M. [E] [C] fait valoir, à ce titre, que cette prime ne lui a jamais été versée alors même qu’il justifie de la délibération de la commission permanente du conseil régional du 17 janvier 2020 que la société Enygma a perçu une subvention de 91 350 euros, dossier dans lequel il est intervenu pour effectuer le montage.
Il ajoute que la société Enygma a, par ailleurs, perçu une dotation d’un montant de 200 000 euros dans le dossier Ami, pour lequel l’employeur, dans la lettre de licenciement, lui reproche un retard de transmission, et précise que la subvention est versée par la région Grand Est et constitue une enveloppe à la disposition du bénéficiaire que ce dernier va puiser sous réserve de respecter l’avancement du projet et de l’innovation qu’il a entendu développer.
Il en conclut qu’il doit percevoir une prime de 3 % de 291 350 euros, soit 8 740,05 euros brute.
La société Movidone soutient que le bénéfice de la prime n’était relatif qu’aux subventions perçues par elle, ce qui n’a pas été le cas, et que, par ailleurs, la société Enygma n’a perçu, au titre du dossier Ami, qu’une somme de 12 000 euros.
À titre liminaire, la cour relève que l’avenant du 30 septembre 2019 ne limite pas le bénéfice de la prime aux subventions perçues uniquement par la société Movidone, mais que la prime porte sur toute subvention encaissée, sur laquelle M. [E] [C] a été le principal intervenant.
En conséquence, M. [E] [C] est en droit de solliciter une prime en fonction de la subvention perçue par la société Enygma, étant précisé qu’il est un fait constant que M. [W] [B], président de la société Movidone, est également président d’autres sociétés, notamment, de la société Enygma.
En application de l’article 1353 du code civil, il appartient à l’employeur de communiquer les éléments nécessaires au calcul de la part de rémunération variable d’un salarié et, lorsqu’il se prétend libéré du paiement de cette part variable, de rapporter la preuve du fait qui a éteint son obligation (Cass. Soc. 29 juin 2022 pourvoi n°20-19.711).
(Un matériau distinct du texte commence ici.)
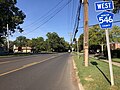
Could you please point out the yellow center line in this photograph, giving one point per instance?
(8, 61)
(27, 65)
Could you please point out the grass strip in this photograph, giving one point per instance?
(96, 76)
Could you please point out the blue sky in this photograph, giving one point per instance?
(62, 23)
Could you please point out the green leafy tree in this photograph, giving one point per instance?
(10, 14)
(56, 43)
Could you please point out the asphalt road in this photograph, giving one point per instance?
(37, 72)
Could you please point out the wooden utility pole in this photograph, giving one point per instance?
(85, 32)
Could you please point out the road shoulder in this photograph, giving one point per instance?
(80, 86)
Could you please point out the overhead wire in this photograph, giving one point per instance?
(45, 15)
(55, 13)
(75, 30)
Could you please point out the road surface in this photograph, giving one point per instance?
(37, 72)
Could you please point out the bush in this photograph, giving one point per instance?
(114, 53)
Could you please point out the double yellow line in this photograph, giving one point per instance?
(24, 66)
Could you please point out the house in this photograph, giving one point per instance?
(114, 45)
(22, 49)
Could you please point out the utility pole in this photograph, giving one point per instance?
(8, 45)
(86, 33)
(77, 48)
(70, 34)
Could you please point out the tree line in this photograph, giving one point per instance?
(53, 43)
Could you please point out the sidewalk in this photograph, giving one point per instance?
(114, 63)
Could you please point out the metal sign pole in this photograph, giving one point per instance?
(109, 57)
(8, 46)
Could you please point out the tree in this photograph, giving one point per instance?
(11, 15)
(56, 43)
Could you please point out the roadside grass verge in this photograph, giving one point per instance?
(96, 76)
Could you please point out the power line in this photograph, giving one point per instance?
(46, 14)
(117, 21)
(60, 9)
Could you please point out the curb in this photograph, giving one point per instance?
(80, 86)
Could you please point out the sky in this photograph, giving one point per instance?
(42, 17)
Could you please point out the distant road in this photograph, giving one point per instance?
(37, 72)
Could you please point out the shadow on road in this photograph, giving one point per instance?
(95, 63)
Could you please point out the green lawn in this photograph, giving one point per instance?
(116, 60)
(12, 55)
(96, 76)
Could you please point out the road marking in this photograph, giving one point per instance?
(9, 61)
(27, 65)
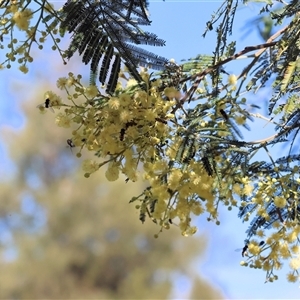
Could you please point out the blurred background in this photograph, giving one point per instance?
(65, 236)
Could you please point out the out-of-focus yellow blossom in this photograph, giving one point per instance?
(112, 173)
(91, 91)
(280, 201)
(61, 83)
(295, 263)
(22, 18)
(62, 120)
(90, 166)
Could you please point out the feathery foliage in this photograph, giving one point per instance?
(184, 126)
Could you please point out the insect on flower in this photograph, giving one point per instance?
(46, 104)
(245, 248)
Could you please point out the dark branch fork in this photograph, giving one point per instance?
(210, 69)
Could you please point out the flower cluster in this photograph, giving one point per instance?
(18, 16)
(135, 132)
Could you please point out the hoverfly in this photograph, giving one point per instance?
(245, 248)
(46, 104)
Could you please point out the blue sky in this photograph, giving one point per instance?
(181, 24)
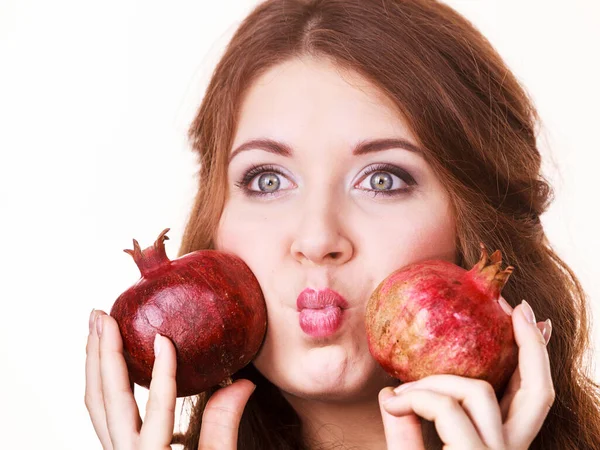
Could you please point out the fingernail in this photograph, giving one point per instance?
(92, 318)
(403, 387)
(99, 325)
(528, 312)
(386, 395)
(156, 345)
(505, 306)
(547, 331)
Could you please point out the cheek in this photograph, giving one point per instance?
(428, 233)
(254, 237)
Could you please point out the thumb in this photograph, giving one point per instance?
(400, 432)
(222, 415)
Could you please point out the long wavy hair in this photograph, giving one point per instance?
(478, 128)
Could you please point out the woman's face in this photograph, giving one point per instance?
(302, 212)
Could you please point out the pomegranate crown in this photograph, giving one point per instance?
(153, 257)
(490, 277)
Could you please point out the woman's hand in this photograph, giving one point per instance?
(114, 412)
(465, 412)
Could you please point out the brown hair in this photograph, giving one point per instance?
(477, 126)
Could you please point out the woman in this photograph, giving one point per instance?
(340, 140)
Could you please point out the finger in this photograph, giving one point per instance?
(401, 432)
(532, 401)
(94, 401)
(514, 383)
(122, 414)
(476, 397)
(222, 415)
(157, 431)
(453, 425)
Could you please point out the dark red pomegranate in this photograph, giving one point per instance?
(209, 303)
(434, 317)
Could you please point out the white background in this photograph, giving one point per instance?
(95, 100)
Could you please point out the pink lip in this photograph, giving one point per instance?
(321, 312)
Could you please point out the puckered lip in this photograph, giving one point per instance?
(310, 298)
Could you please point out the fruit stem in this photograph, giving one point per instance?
(152, 258)
(490, 278)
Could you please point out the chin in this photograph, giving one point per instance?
(327, 374)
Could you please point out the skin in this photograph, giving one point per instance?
(321, 226)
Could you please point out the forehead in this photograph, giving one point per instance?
(308, 99)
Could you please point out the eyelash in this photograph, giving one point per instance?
(256, 170)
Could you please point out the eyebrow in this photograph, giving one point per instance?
(362, 148)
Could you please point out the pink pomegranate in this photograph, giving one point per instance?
(434, 317)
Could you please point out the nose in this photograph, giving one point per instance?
(320, 238)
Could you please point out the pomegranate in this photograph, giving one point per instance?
(434, 317)
(208, 302)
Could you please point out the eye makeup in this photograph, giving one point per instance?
(405, 177)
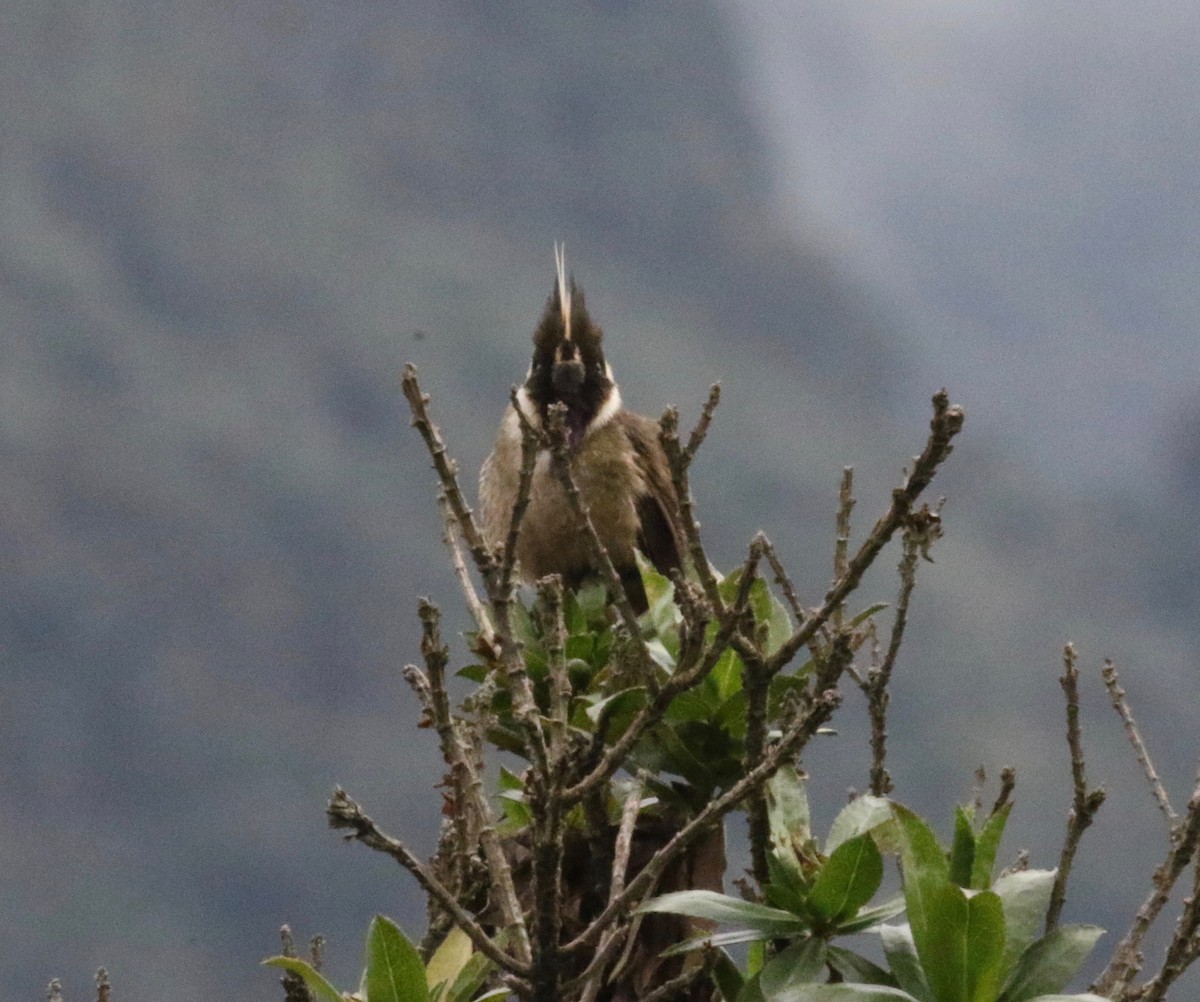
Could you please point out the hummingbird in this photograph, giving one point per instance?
(616, 457)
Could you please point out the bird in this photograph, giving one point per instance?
(616, 459)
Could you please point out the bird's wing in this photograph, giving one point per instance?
(660, 535)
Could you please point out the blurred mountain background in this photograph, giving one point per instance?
(227, 226)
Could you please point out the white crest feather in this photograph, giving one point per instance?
(564, 293)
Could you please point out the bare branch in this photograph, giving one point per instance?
(343, 813)
(701, 430)
(466, 773)
(784, 750)
(781, 579)
(450, 538)
(1121, 705)
(1185, 946)
(1127, 959)
(685, 677)
(679, 461)
(532, 442)
(946, 424)
(841, 543)
(1085, 802)
(448, 474)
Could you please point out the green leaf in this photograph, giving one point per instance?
(858, 969)
(475, 673)
(901, 953)
(924, 868)
(395, 972)
(471, 979)
(1049, 965)
(801, 964)
(963, 945)
(862, 815)
(312, 977)
(987, 846)
(868, 917)
(787, 809)
(1083, 997)
(844, 993)
(847, 880)
(961, 849)
(771, 611)
(726, 676)
(513, 802)
(1025, 897)
(727, 977)
(724, 909)
(660, 655)
(449, 959)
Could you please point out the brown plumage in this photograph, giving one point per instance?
(616, 457)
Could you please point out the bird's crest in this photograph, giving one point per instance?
(564, 288)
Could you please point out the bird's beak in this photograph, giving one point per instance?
(568, 377)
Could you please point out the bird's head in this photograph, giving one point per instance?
(568, 364)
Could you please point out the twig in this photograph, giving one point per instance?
(875, 685)
(685, 677)
(679, 460)
(1005, 795)
(532, 441)
(786, 749)
(561, 462)
(447, 471)
(467, 775)
(294, 989)
(591, 978)
(343, 813)
(841, 541)
(756, 685)
(676, 987)
(450, 538)
(1185, 946)
(701, 430)
(1121, 705)
(1127, 959)
(946, 424)
(1085, 802)
(781, 579)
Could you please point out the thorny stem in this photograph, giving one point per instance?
(343, 813)
(679, 461)
(1127, 959)
(1085, 802)
(1121, 705)
(450, 538)
(685, 677)
(447, 473)
(1185, 946)
(611, 941)
(781, 579)
(841, 543)
(784, 750)
(946, 424)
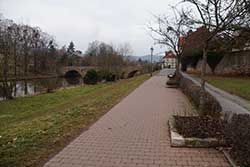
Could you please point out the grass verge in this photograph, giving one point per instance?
(32, 129)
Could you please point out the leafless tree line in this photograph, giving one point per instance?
(223, 19)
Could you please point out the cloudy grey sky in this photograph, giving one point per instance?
(83, 21)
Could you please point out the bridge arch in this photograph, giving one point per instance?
(132, 73)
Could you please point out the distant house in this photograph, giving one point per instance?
(169, 60)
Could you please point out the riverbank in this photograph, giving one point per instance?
(32, 77)
(32, 129)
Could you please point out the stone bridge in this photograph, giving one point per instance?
(127, 72)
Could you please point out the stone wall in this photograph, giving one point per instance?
(234, 63)
(193, 91)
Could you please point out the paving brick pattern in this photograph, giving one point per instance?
(135, 133)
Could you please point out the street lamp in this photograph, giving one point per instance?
(152, 50)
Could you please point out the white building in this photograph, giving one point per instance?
(169, 60)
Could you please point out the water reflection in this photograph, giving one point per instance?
(31, 87)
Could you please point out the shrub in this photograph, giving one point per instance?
(212, 106)
(238, 135)
(91, 77)
(101, 75)
(110, 77)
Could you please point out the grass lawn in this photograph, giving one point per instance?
(239, 86)
(32, 129)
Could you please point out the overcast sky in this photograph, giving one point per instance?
(83, 21)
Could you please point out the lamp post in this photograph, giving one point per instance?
(152, 50)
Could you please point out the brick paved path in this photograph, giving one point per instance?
(135, 134)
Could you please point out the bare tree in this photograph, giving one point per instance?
(168, 30)
(220, 18)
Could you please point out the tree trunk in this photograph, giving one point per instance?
(178, 68)
(203, 80)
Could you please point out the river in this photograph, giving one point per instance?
(31, 87)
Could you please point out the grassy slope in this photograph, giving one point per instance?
(234, 85)
(33, 128)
Si la société Movidone produit une attestation, du 30 novembre 2022, de Mme [J] [X], expert-comptable, selon laquelle dans le cadre du dossier Ami numérique, seule la société Enygma a perçu une subvention d’un montant de 12 000 euros, le 24 juin 2021, il résulte :
– de la délibération de la commission permanente du conseil régional du Grand Est, du 17 janvier 2020, que la société Enygma s’est vue accorder une subvention de 91 350 euros au titre de l’aide aux premiers développements de la start-up (pièce salarié n°39),
– des écritures de l’employeur que la somme de 200 000 euros, pour le dossier Ami, correspond à un plafond maximal, et que le versement de la totalité de la subvention n’est pas obligatoire, dès lors que la société, en l’espèce Enygma, peut parfaitement solliciter une enveloppe moindre en fonction de ses besoins, ce qui confirme l’affirmation du salarié selon laquelle le bénéficiaire de la subvention peut parfaitement bloquer le versement du montant total de la subvention.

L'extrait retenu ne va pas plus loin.